EN 2003, des auteurs britanniques publiaient un article vantant les mérites de ce qu'ils dénommèrent la polypill. Pour eux, l'administration quotidienne aux sujets de plus de 55 ans d'un comprimé contenant trois antihypertenseurs à faible dose, une statine, de l'aspirine et de l'acide folique devrait permettre de réduire de 80 % le risque d'infarctus du myocarde. Ce sujet a fait l'objet de maints débats et discussions depuis lors, notamment du fait que ce moyen simple, dont le coût est estimé à moins de 1 euro par jour, pourrait faire reculer, tant dans les pays industrialisés que dans les pays en voie de développement, une des principales causes de mortalité.

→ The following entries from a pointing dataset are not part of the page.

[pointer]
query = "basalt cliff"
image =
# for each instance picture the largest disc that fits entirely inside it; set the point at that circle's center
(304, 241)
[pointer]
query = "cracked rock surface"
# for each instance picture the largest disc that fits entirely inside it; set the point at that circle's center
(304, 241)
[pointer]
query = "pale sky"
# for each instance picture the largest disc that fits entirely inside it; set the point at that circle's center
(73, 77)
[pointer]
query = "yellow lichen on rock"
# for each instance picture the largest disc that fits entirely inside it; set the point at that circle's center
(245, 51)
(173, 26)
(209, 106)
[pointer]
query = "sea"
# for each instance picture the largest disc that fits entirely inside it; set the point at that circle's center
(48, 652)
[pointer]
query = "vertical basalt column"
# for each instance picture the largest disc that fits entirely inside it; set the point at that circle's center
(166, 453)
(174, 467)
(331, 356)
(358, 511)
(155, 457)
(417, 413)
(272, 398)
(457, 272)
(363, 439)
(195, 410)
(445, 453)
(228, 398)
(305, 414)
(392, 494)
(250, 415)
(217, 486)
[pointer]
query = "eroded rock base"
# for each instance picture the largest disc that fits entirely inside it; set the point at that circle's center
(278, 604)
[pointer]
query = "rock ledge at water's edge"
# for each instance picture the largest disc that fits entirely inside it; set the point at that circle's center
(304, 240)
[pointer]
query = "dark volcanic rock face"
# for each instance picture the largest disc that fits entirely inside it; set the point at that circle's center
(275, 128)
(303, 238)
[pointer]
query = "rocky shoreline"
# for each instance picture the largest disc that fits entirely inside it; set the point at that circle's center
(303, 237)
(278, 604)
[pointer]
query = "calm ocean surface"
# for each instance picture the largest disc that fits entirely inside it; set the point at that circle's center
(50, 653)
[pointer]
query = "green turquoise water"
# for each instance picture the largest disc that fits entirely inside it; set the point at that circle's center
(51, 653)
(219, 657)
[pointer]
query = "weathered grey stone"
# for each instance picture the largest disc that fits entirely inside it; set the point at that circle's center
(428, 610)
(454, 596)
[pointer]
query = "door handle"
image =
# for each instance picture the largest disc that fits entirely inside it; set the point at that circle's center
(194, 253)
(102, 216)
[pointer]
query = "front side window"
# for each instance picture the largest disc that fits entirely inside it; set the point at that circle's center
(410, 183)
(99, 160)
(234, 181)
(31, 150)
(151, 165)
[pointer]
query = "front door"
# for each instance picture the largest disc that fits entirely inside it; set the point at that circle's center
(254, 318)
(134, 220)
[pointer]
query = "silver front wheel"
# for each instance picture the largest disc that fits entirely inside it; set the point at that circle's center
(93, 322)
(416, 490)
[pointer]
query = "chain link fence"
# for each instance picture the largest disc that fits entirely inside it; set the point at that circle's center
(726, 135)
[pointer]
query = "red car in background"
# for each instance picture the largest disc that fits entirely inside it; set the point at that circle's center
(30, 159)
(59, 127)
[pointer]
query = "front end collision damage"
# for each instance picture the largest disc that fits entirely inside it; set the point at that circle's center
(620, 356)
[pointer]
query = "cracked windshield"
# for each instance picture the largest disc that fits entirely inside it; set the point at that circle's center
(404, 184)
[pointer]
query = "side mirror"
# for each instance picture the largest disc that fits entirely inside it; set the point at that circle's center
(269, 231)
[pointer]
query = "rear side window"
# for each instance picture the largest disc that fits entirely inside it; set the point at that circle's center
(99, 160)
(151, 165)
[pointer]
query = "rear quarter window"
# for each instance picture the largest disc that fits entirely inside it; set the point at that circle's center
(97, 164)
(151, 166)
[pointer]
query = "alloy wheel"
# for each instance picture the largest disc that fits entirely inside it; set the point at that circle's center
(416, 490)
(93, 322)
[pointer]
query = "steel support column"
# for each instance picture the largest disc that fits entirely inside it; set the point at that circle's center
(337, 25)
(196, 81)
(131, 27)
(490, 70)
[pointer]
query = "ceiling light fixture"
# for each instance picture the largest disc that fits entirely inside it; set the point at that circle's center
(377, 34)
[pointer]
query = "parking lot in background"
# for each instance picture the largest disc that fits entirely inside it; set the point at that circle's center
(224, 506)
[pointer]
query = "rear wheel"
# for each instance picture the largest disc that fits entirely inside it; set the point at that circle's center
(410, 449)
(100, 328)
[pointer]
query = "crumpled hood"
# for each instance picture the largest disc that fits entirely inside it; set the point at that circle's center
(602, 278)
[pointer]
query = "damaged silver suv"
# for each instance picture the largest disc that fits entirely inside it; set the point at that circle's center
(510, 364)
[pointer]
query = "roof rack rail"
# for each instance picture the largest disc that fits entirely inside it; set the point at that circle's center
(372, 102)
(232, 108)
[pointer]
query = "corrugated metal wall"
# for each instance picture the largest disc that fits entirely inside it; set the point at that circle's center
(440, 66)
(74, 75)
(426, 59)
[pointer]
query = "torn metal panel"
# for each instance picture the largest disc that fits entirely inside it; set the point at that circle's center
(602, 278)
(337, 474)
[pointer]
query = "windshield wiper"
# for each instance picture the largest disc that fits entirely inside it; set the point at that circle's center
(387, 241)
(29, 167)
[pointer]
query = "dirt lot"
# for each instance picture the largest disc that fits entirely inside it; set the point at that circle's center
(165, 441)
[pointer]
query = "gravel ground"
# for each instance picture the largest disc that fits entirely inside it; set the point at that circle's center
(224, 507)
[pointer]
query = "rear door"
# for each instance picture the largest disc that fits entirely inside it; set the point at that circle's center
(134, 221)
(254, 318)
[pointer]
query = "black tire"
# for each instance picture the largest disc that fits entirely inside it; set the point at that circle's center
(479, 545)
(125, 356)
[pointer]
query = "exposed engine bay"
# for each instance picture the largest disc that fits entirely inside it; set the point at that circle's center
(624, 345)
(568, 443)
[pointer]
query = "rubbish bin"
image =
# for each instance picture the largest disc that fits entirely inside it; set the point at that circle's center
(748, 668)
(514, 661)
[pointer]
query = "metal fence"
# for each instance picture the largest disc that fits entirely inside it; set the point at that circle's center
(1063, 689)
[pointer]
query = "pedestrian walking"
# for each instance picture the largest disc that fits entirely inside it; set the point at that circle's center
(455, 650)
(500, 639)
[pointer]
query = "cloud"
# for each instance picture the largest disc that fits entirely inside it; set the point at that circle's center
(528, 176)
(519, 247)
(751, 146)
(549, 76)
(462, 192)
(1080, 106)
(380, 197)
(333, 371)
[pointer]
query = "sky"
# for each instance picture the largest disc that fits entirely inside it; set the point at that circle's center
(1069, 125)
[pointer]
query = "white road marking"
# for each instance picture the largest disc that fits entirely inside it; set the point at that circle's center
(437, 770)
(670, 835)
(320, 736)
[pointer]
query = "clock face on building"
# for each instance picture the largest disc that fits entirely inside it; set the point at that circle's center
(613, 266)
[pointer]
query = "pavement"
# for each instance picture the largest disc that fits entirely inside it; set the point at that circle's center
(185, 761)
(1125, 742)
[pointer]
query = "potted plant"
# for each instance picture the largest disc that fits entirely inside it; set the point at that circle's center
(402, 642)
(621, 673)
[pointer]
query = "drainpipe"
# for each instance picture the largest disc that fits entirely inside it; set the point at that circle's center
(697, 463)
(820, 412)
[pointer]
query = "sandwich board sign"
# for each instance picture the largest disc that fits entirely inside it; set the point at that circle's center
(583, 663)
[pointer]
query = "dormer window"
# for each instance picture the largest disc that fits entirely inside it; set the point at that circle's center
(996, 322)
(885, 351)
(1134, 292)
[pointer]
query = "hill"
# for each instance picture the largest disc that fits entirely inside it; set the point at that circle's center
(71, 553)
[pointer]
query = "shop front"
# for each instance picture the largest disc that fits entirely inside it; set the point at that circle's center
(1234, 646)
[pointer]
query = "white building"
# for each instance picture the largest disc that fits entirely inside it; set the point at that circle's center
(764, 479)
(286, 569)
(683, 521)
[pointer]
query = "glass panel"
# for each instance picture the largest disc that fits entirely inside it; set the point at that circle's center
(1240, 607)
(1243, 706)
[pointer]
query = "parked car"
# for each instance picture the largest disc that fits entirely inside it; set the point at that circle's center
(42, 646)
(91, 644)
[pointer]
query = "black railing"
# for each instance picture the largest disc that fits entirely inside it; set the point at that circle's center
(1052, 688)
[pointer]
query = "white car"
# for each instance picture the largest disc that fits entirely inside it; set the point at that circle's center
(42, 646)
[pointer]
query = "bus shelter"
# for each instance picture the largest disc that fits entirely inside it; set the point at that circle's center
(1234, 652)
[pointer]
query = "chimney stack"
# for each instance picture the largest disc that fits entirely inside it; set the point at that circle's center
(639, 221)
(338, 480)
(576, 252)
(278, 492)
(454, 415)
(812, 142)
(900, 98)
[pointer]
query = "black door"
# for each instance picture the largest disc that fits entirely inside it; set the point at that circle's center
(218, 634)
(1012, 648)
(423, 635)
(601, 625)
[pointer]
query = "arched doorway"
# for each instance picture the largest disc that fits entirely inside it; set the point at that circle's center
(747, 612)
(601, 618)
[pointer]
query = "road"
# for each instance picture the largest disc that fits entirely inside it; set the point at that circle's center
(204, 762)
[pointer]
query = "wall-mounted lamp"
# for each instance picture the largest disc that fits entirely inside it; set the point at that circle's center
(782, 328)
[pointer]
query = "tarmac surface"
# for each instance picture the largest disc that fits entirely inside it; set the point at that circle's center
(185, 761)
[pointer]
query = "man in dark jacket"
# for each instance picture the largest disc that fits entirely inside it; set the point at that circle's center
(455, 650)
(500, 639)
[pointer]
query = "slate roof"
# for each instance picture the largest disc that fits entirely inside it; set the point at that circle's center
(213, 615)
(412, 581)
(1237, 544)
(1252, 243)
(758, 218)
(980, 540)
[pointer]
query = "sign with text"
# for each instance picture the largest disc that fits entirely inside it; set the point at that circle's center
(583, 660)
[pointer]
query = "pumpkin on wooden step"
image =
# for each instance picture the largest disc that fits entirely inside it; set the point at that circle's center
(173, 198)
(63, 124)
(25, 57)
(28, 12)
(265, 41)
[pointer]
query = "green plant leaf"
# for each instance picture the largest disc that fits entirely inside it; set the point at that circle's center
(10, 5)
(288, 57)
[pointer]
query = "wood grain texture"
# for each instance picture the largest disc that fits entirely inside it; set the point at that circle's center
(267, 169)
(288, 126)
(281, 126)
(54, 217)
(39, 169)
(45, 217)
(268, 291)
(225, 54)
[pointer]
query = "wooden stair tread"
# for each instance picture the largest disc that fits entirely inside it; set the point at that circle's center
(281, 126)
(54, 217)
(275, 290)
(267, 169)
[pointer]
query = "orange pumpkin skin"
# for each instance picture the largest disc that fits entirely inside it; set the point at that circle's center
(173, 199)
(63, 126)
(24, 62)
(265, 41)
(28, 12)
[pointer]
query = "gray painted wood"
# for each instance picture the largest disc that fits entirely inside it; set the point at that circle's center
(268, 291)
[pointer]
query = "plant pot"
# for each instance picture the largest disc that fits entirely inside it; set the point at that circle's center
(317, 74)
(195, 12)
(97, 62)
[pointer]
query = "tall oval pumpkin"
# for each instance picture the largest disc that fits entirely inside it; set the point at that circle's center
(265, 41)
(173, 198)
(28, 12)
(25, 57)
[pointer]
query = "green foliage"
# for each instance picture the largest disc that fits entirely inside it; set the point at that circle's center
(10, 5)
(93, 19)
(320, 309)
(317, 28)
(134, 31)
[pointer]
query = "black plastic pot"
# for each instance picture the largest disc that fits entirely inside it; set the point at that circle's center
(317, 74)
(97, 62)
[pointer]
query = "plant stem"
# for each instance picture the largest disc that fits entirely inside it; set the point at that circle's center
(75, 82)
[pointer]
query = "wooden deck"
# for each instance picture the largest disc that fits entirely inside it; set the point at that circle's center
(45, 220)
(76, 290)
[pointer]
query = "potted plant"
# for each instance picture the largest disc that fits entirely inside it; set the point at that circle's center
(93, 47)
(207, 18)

En réalité, à y regarder attentivement, la polypill a déjà fait son apparition dans la pratique. En effet, dans le cadre de la prévention secondaire, il existe une association fixe comprenant de l'aspirine et une statine, dont un des premiers avantages est de favoriser l'observance, mais pour laquelle certaines données indiquent qu'il pourrait y avoir synergie d'action. Plus encore, en ce début d'année 2007, est commercialisée dans le cadre de la prévention primaire une association fixe comprenant un antagoniste calcique et une statine, dont l'objectif est de réduire le risque cardiovasculaire des hypertendus.
La polypill fait donc déjà partie du présent. La question posée est de savoir si la prescription large de ce type de traitement à des sujets sains mais ayant un certain niveau de risque cardiovasculaire du fait, par exemple, de leur âge, peut permettre de réduire leur risque cardiovasculaire.
Les données disponibles indiquent que la réponse est oui. En effet, il existe une relation linéaire et sans seuil entre la valeur des chiffres tensionnels et le risque cardiovasculaire et il en est de même pour le LDL cholestérol.
De nombreuses étapes restent à franchir.
Dès lors, abaisser, même modérément, la valeur de ces deux paramètres, chez des sujets considérés comme non hypertendus et non dyslipidémiques, doit permettre de réduire leur niveau de risque cardiovasculaire. C'est tout l'enjeu du concept de polypill vers lequel il est possible qu'évoluent les autorités de santé, les praticiens, mais aussi les sujets qui se considèrent à risque. Si la polypill peut paraître un concept séduisant, elle n'est encore qu'un concept. En effet, il n'est pas prouvé que les effets des différents groupes thérapeutiques qu'elle pourrait inclure s'additionneront. Il n'est pas non plus prouvé que son prix sera modique, et plus encore, de telles associations exposent à autant d'effets secondaires que de groupes thérapeutiques contenus dans le comprimé.
De ce fait, de nombreuses étapes restent à franchir avant de passer du concept à la pratique et il est possible, voire probable, que ces étapes conduisent à renoncer à cette voie thérapeutique.
S'il est certain que deux associations fixes de groupes thérapeutiques différents sont actuellement commercialisées en France, se rapprochant dans leur esprit du concept de la polypill, le concept même de cette stratégie thérapeutique est maintenant en évaluation dans au moins trois essais thérapeutiques contrôlés : l'un est conduit en Amérique du Nord et les deux autres dans des pays en voie de développement. Nous aurons donc des réponses aux diverses questions posées dans les trois à cinq ans à venir.
D'après une controverse présidée par P. Amouyel (Lille) et B. Waeber (Lausanne), F. Diévart (Dunkerque) défendant le pour et G. Chatellier (Paris) défendant le contre.